I would gladly take any mathematical suggestion too! Theoretical analysis tends to get quite complex as the piston does not have to constantly move with 600N (No load to pull back) but only when it's on the downward stroke.

• 500-600 N isnt terribly useful if we dont know the impact time it would be much better to know the impulse needed. Also understand that all of this is a nasty problem for your bearings. Mar 1, 2020 at 22:12
• Do you mean that it needs to travel freely down, touch the "body", keep going down until it gets to 500N, and then retract? How exact does the 500N need to be? How big does the face of the actuator need to be? What is the distance over which you expect this 500N to be exerted? Can you include a sketch of the desired operation? Mar 2, 2020 at 1:30

Obviously cranks and pistons have been used for hundreds of years for this. Your other option would be fast-acting motors or hydraulic rams.

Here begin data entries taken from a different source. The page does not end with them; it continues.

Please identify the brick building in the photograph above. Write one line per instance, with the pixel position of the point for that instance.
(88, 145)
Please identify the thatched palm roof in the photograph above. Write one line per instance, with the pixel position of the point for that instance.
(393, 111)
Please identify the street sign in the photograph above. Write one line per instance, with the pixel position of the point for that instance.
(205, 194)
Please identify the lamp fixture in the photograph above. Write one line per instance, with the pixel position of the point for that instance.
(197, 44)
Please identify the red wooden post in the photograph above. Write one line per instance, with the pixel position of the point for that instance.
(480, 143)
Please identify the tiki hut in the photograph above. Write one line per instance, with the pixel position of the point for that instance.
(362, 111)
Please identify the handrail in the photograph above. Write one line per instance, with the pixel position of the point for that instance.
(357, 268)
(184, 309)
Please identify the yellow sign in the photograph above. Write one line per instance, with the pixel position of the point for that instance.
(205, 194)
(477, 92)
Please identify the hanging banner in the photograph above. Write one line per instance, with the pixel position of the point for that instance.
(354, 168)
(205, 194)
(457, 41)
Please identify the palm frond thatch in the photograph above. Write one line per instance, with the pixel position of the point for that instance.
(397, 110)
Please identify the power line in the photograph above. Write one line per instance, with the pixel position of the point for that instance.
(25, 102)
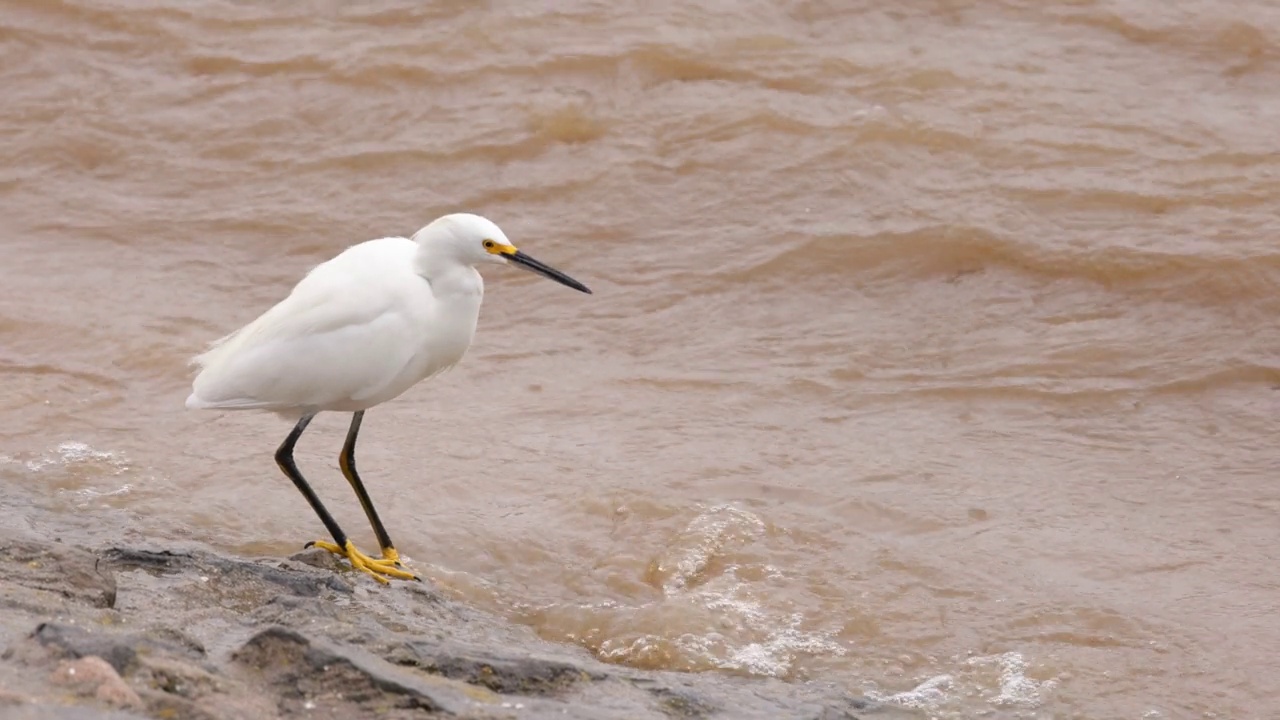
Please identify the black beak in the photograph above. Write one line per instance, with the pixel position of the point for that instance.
(545, 270)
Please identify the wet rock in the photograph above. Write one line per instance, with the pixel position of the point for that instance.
(67, 572)
(206, 637)
(118, 650)
(497, 670)
(95, 677)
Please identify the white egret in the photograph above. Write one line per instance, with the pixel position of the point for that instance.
(357, 331)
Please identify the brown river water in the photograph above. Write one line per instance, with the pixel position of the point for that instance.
(932, 354)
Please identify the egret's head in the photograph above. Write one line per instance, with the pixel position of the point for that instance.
(475, 240)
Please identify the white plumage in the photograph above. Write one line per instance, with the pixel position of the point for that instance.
(357, 331)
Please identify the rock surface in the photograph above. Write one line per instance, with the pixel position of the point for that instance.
(126, 633)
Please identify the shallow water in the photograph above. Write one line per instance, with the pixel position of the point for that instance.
(931, 354)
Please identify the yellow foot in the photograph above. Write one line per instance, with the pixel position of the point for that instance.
(379, 569)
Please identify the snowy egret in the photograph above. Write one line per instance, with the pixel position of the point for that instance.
(357, 331)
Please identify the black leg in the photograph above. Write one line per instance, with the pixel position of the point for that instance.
(347, 460)
(284, 459)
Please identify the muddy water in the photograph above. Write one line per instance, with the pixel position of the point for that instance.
(932, 352)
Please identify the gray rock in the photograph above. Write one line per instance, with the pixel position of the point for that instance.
(208, 637)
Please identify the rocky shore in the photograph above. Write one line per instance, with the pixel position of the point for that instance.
(127, 633)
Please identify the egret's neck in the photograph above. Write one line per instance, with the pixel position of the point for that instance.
(448, 277)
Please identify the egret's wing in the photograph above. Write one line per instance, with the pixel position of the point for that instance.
(344, 331)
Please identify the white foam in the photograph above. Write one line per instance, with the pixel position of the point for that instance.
(928, 695)
(74, 452)
(707, 536)
(1015, 687)
(744, 633)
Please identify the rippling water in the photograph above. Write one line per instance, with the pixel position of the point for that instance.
(932, 354)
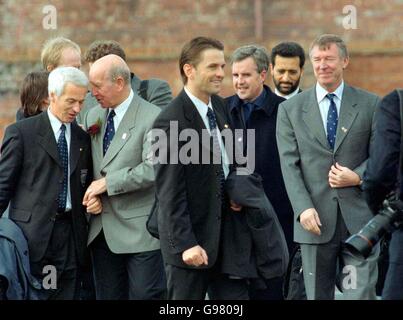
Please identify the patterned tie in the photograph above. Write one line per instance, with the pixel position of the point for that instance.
(110, 131)
(247, 110)
(332, 120)
(216, 146)
(64, 158)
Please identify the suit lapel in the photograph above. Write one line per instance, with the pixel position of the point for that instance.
(313, 120)
(348, 113)
(46, 138)
(122, 134)
(75, 147)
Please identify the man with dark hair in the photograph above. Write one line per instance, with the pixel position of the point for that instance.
(191, 198)
(286, 67)
(155, 91)
(323, 136)
(254, 106)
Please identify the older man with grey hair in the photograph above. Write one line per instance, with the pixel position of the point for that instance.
(127, 260)
(45, 167)
(323, 135)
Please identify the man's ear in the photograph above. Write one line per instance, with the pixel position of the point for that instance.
(188, 70)
(271, 68)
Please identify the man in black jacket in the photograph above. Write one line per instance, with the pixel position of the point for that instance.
(190, 196)
(254, 106)
(45, 168)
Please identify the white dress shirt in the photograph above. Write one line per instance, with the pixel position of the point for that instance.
(202, 108)
(120, 110)
(56, 124)
(324, 103)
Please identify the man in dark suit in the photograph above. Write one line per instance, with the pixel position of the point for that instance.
(45, 167)
(155, 91)
(380, 178)
(286, 67)
(323, 136)
(255, 107)
(190, 196)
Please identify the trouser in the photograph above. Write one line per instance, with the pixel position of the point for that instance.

But a 500N (or is it 600?) force isn't what happens when something hits an object. Hitting an object imparts kinetic energy, and a 1 HP motor just doesn't have a lot to give because you have to speed something up so it can be slowed down when it hits. Newtons would be a force, like compressing a spring, and even then you need to say how much power you are going to put into whatever you're hitting. So 5/600 N over what distance? Also, if you are really planning on slinging something around that hits like 5 sledgehammers even a little bit a tiny 1 HP motor isn't going to cut it. Whatever you're banging around is going to beat the mechanism to hell.

This doesn't seem like a good application for an electric motor, because all the power is in the downstroke, which will slow the motor down and drive up the amps. Maybe a large flywheel would help.

If budget was not an issue you could design a crank / piston assembly from scratch...

As it is an issue then consider re-purposing a small single cylinder engine - lawnmower or chainsaw perhaps. Consider lubrication as well...

Use a screw press mechanism and reducing gearbox. Then it becomes an issue of calculating the force multiplication of the screw and gearbox mechanism to get 500 newtons.

It won't be fast, but it will provide the force you require.